You're just trying to disguise a simple statement in a FAQ as a complete report it is not. You're also trying to raise an issue regarding the "presence" of time values to counter my claims and also a smoke screen to draw attention from the fact that the report does not address the collapse.
The presence of such values in a FAQ does not make a report complete. You can dress it up all you want, but it remains lacking.
You're kidding me.
That's your response?
For the second (third, whatever) time: No one is making that claim! We are correcting your
error in stating that the collapse times are not addressed. They are. See previous link. We
know your claim is that the report is "incomplete"; the point is that your complaint about the collapse times is 1. Wrong, and 2. Irrelevant to your claim about the rest of the report.

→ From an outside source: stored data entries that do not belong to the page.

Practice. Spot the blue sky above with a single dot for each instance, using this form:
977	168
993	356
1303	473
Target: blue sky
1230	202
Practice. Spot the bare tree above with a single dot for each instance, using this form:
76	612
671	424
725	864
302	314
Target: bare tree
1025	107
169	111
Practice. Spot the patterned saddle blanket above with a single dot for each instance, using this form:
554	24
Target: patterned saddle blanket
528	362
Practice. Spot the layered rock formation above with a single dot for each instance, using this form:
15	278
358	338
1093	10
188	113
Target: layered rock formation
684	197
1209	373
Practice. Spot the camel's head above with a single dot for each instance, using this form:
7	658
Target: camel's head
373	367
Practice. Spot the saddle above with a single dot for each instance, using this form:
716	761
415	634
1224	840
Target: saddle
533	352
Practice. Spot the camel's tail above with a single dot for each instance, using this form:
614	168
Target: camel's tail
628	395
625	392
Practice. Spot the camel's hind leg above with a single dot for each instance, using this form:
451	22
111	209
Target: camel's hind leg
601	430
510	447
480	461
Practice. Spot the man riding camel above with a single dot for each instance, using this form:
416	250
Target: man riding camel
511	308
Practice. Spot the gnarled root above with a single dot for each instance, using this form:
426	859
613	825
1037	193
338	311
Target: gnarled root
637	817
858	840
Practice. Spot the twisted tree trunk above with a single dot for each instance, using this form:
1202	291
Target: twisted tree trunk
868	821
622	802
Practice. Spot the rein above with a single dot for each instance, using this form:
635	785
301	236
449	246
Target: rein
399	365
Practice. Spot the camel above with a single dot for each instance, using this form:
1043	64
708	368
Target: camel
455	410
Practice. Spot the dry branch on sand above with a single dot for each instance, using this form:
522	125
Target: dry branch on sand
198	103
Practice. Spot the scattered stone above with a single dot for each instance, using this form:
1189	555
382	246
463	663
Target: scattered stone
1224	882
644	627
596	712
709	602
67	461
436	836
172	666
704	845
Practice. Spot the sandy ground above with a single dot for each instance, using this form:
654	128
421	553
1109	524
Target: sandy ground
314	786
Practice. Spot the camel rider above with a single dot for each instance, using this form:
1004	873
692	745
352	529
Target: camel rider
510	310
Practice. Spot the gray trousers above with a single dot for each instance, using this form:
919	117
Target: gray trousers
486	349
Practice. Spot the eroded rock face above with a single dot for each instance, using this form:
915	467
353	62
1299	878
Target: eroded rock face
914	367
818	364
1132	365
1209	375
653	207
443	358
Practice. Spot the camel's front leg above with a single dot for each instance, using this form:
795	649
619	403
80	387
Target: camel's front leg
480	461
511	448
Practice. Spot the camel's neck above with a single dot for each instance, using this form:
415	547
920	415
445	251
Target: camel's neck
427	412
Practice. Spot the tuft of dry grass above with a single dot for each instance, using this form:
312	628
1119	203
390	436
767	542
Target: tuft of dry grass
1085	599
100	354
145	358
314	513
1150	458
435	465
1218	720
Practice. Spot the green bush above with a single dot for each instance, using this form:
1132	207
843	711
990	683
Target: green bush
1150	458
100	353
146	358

Furthermore, it's been discussed time and time again
why NIST never considered anything beyond the point the collapse became unstoppable, and
that is due to the difficulties in computer modeling past the point. NIST analyzed the conditions leading up to the collapse and modeled the initiation of it, but analysis beyond the building being compromised to the point of failure is not only irrelevant, it's a practical impossibility. There were
millions of elements to model, and God knows how many interactions (collisions, etc.) between them to account for, and because of that, after a certain point, the model gets too complex to analyze. The only thing that's known by (in actuality,
before) that point is that the towers are already collapsing, and that there's nothing to stop that before the collapse reaches the ground.
Now, if you choose to call that "incomplete", you have to lay out
why it is so. From the engineering world's point of view, the analysis is entirely complete because it does determine why the towers collapsed. It shows how it started, and gets to the point where the collapse is unstoppable; any modeling after that is as irrelevant to engineering concerns as a discussion of where the pieces of a shattered headlight landed in a car accident report: It's already enough to know that one guy ran a red light, or swerved into another lane.